2010 Jordanian general election
| 9 November 2010 |

150 to the House of Representatives
- Turnout: 53%

= 2010 Jordanian general election =

Early general elections were held in Jordan on 9 November 2010 following the dissolution of the previous parliament by King Abdullah II in November 2009; the elections having not been due until November 2011. A majority of the seats were won by pro-government or tribal candidates who were seen as likely to support the government's agenda. Seventeen candidates were from opposition parties, excluding the Islamic Action Front. Seventy-eight MPs were first time parliamentarians. Voter turnout was 53%.

==Background==
In 2009, King Abdullah II dissolved parliament on the grounds that it failed to "address the people's needs" only halfway through a four-year mandate, and also for "inept handling of legislation and failing to address poverty and unemployment."

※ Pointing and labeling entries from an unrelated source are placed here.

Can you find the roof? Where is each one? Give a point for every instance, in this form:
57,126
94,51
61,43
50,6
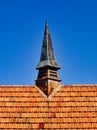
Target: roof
47,54
69,107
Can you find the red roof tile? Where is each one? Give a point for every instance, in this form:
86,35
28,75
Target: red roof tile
69,107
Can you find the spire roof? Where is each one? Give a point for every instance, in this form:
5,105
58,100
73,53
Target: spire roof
47,54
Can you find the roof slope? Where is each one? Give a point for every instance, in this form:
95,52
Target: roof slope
27,108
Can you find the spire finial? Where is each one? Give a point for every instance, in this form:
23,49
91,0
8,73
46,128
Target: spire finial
47,66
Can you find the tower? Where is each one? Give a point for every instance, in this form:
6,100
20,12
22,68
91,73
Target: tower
48,78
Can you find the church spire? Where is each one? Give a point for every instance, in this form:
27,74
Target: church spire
47,53
48,67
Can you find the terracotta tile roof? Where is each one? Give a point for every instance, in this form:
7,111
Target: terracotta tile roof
69,107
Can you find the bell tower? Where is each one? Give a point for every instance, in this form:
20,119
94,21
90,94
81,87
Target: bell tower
48,78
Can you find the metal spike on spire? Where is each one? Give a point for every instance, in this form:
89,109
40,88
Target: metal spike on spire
47,54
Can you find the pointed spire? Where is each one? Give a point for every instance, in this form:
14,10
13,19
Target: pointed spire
48,78
47,54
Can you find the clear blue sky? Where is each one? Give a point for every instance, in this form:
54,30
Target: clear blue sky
73,28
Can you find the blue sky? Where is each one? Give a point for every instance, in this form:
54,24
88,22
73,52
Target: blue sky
73,28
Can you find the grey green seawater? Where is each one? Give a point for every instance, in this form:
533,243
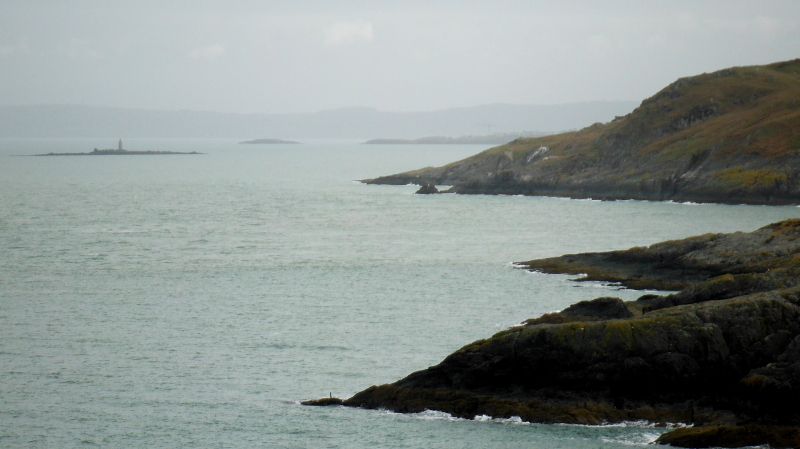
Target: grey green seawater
192,301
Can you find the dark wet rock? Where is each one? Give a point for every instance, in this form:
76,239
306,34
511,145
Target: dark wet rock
732,436
324,402
426,189
602,308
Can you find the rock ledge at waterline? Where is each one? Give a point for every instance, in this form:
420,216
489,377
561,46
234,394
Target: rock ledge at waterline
722,354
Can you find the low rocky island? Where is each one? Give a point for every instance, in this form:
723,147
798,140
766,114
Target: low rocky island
722,354
266,141
732,136
97,152
491,139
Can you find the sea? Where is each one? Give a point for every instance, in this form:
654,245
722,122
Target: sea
178,301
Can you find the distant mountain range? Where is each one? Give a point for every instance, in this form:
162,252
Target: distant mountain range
353,123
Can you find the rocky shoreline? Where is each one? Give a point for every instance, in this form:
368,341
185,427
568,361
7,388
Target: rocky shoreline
722,354
725,137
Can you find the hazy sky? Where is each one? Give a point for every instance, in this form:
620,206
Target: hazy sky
304,56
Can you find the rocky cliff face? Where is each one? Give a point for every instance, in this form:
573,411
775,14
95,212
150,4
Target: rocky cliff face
730,136
724,351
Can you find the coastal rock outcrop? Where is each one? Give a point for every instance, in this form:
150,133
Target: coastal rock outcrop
732,136
723,354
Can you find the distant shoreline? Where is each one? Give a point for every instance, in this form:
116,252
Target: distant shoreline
97,152
492,139
267,141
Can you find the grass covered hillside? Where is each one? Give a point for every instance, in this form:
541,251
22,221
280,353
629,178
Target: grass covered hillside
730,136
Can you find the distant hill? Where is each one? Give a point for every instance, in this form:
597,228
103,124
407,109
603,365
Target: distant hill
492,139
731,136
345,123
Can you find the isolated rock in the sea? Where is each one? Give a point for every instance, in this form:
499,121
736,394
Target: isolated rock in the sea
726,137
97,152
324,402
725,351
427,189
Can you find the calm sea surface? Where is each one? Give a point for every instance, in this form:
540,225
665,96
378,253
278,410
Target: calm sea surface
192,301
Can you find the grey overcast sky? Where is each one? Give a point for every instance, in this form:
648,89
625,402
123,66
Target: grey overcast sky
305,56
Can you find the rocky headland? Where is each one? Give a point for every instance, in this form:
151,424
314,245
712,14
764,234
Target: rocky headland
267,141
491,139
731,136
721,354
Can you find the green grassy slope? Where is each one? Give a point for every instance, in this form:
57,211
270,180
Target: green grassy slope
729,136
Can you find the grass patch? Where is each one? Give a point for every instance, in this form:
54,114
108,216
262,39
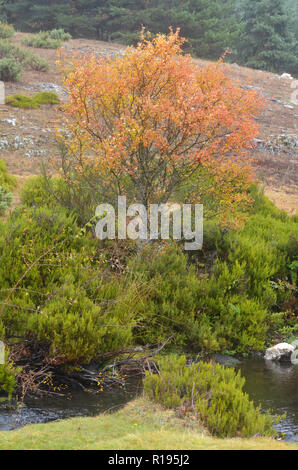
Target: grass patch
140,425
26,102
47,39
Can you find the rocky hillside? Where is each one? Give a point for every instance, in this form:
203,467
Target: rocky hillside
27,135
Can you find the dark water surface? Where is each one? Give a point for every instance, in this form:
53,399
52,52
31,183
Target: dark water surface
273,385
79,403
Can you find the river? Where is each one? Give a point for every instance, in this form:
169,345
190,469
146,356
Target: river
273,385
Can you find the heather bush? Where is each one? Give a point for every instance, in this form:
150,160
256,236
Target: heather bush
10,70
6,30
215,393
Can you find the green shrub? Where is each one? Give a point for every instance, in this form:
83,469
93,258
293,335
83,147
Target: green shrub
42,40
36,63
170,307
214,392
23,101
6,30
59,34
65,304
38,191
6,180
10,70
46,97
5,199
22,56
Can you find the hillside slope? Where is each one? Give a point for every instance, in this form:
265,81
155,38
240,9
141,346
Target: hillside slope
28,136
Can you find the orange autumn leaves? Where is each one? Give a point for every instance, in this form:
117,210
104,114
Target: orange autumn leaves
154,117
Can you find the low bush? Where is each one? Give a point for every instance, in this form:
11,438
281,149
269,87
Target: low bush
213,392
42,40
6,30
5,199
59,34
6,180
36,63
23,101
170,306
10,70
22,56
67,304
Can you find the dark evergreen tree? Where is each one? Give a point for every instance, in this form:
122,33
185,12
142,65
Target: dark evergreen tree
267,41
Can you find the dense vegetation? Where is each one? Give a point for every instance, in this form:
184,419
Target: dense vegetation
260,33
23,101
150,125
212,392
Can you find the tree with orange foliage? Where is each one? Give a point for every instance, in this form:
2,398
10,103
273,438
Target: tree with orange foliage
153,117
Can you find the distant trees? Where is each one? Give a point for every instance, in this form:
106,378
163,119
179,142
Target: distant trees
267,41
260,33
154,119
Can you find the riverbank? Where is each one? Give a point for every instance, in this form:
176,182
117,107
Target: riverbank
139,425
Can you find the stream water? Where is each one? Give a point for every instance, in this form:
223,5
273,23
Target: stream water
273,385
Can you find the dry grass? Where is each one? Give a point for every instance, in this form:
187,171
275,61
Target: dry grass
278,173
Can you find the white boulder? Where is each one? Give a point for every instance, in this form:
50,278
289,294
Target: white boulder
281,351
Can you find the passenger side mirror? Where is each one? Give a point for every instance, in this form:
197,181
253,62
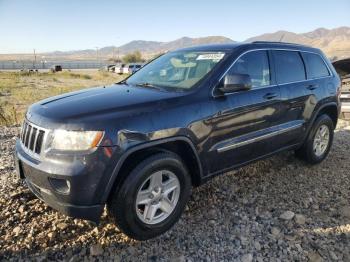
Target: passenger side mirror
235,82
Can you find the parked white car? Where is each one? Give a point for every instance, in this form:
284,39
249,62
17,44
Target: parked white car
131,68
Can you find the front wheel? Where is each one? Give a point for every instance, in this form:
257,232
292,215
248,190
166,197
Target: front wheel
152,197
319,141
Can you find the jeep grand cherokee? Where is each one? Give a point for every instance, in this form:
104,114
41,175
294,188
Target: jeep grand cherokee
139,146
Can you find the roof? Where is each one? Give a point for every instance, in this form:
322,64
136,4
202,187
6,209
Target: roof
261,44
342,66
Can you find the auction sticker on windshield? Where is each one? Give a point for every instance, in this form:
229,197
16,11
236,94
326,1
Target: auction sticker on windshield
211,56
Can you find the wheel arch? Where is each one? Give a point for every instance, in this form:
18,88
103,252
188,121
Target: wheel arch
330,108
181,146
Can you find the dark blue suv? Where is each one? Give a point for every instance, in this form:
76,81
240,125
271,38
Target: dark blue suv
140,145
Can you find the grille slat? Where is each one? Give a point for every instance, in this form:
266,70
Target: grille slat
29,130
39,142
32,138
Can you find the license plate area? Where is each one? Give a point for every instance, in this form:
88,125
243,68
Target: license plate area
19,168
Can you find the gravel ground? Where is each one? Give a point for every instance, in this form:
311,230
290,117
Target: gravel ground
274,210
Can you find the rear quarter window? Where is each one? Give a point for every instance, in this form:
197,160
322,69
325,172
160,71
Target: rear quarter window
289,66
315,66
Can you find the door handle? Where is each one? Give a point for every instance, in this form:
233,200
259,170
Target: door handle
269,96
312,86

In 1991, the National Accord was signed, 2 years after political parties were legalised and an election was called. In return for agreeing to work under the government instead of against it, political freedoms and legalisation of the parties were allowed. However, there had been allegations of repeated violations of the pact and attempts to undermine the election. An electoral law created in 1993 effectively gave the rural areas a larger representation at the expense of the urban areas and had in effect created sub-identities and split the country into Palestinian areas, most of whom tended to side with the Islamic Action Front or leftist and pan-Arab nationalists, and Bedouin areas.

==Campaign==
There were 763 candidates in the election, with 75% of incumbent MPs running again.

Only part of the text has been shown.